Sakura riu disso e foi até ela.

—Como foi as provas?- disse empolgada, a rosada nem iria se dar o trabalho de fazer a mesma pergunta já que só pela sua expressão dizia tudo.

—Péssimo.- disse simples.

O brilho da amiga se apagou em segundos.

—Poxa amiga, que pen-.

—Sasuke falou comigo disse que tinha algo importante para me falar.- interrompeu ainda pensando na mensagem, nessa hora bateu uma aflição em seu peito, várias possibilidades poderia ter acontecido e ela não sabia. Sakura tinha receio daquele tipo de mensagem.

—Eu preciso vê-lo agora.- diz ela preocupada.

Ino compreende o desejo da amiga e assente com a cabeça. As duas caminham caladas até a saída.

—A gente se vê depois então?

—Claro.- Sakura dá um sorriso fraco e se vira até o campo meio vazio na proximidades. Ino segue para o seu grupo sentado em uma roda na grama.

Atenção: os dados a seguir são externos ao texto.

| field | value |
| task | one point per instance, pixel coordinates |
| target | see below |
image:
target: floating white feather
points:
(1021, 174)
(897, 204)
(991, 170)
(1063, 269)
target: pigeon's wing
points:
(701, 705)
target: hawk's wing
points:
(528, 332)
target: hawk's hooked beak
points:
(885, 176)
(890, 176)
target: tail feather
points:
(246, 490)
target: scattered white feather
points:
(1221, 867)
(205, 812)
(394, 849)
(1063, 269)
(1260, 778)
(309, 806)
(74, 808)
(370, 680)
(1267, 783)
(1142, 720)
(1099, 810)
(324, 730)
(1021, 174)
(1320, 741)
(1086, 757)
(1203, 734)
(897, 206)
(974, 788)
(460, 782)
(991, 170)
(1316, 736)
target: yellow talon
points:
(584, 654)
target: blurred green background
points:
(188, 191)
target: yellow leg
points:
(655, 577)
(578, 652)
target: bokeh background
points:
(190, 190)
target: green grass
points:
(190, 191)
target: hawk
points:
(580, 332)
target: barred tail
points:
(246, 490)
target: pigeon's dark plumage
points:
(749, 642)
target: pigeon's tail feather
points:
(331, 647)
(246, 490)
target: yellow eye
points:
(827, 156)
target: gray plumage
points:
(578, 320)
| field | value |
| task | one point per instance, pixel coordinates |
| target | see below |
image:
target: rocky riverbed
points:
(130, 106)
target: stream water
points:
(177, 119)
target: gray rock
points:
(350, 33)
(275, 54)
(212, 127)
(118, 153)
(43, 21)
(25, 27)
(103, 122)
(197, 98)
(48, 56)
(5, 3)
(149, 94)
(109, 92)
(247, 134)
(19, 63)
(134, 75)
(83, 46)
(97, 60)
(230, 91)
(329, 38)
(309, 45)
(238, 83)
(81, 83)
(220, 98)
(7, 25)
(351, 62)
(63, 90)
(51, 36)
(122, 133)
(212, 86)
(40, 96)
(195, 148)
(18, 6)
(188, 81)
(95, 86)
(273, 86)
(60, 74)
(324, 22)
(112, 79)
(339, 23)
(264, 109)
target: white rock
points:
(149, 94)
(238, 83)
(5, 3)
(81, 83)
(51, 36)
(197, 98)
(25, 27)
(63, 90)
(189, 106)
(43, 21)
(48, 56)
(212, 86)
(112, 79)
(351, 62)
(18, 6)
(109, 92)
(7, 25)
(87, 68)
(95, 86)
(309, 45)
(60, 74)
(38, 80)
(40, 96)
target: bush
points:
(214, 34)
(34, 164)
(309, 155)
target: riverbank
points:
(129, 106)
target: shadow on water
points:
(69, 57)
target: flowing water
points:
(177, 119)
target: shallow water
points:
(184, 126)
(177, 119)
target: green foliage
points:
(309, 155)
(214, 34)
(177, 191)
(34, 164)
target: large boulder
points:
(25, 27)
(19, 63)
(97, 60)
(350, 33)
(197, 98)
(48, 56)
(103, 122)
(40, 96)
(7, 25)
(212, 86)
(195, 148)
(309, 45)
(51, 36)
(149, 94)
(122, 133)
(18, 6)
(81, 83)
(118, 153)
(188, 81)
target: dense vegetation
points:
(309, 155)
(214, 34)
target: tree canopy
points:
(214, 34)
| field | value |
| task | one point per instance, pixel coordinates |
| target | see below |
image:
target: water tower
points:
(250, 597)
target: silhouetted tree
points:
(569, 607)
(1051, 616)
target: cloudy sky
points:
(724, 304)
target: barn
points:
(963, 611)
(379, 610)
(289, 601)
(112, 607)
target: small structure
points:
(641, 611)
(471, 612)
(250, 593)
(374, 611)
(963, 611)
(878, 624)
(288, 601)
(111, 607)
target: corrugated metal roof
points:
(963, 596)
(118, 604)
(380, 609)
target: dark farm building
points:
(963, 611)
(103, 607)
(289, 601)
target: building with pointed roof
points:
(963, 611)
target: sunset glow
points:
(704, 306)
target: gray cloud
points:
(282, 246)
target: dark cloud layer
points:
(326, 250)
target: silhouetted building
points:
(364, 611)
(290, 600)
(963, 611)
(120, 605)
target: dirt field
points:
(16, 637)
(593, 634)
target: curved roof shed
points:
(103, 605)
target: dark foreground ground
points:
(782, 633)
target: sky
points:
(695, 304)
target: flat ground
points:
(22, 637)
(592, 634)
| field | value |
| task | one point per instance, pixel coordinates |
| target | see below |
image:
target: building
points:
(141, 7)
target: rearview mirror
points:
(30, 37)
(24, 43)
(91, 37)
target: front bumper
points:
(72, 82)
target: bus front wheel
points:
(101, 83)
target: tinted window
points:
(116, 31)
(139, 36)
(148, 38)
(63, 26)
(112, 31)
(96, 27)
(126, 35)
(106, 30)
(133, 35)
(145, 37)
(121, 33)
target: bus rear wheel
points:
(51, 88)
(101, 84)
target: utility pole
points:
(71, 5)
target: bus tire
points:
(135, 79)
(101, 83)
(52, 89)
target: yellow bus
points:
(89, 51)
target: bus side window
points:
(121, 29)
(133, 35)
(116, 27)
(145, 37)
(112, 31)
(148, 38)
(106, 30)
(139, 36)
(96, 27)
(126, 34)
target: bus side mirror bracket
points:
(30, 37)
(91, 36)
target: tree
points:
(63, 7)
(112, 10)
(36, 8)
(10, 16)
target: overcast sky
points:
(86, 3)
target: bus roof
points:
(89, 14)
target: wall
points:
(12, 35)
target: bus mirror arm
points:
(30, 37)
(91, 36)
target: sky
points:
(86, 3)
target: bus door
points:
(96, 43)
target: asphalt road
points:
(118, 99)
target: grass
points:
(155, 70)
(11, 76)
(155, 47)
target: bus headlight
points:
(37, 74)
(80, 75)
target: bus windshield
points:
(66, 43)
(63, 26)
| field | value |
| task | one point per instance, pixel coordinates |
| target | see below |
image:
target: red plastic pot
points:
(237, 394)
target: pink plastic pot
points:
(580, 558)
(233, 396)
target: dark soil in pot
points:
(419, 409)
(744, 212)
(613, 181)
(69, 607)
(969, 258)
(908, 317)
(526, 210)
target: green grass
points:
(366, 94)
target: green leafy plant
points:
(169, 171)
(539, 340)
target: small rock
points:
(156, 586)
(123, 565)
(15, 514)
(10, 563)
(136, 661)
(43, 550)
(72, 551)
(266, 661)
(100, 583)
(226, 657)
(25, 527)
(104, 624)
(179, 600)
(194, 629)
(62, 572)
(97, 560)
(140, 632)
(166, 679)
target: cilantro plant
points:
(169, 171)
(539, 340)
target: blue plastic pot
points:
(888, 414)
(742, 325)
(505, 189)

Longe o bastante, ela para e senta pegando o celular na mochila, mandou mensagem pro namorado.

"O que aconteceu?"

Dois minutos se passaram até que ele visualiza e responde.

"Me encontra na lanchonete."

O que foi agora?

Sua ansiedade aumentava com o mistério, deveria ser importante a ponto de não falar pelo celular. Mordeu a ponta da pelesinha do lábio. Sasuke está com problemas. Cogitou.

Depois de um tempo decidiu ir na lanchonete onde ela sabia bem.

...

Na lanchonete, não demorou muito para encontrar o moreno sentado no fundo do local perto de uma janela. Caminhou devagar para ganhar tempo controlando seu nervosismo, enxugou as mãos suadas na calça e parou na frente para o namorado.

—Sasuke.

O moreno a olhou e se levantou dando um abraço apertado.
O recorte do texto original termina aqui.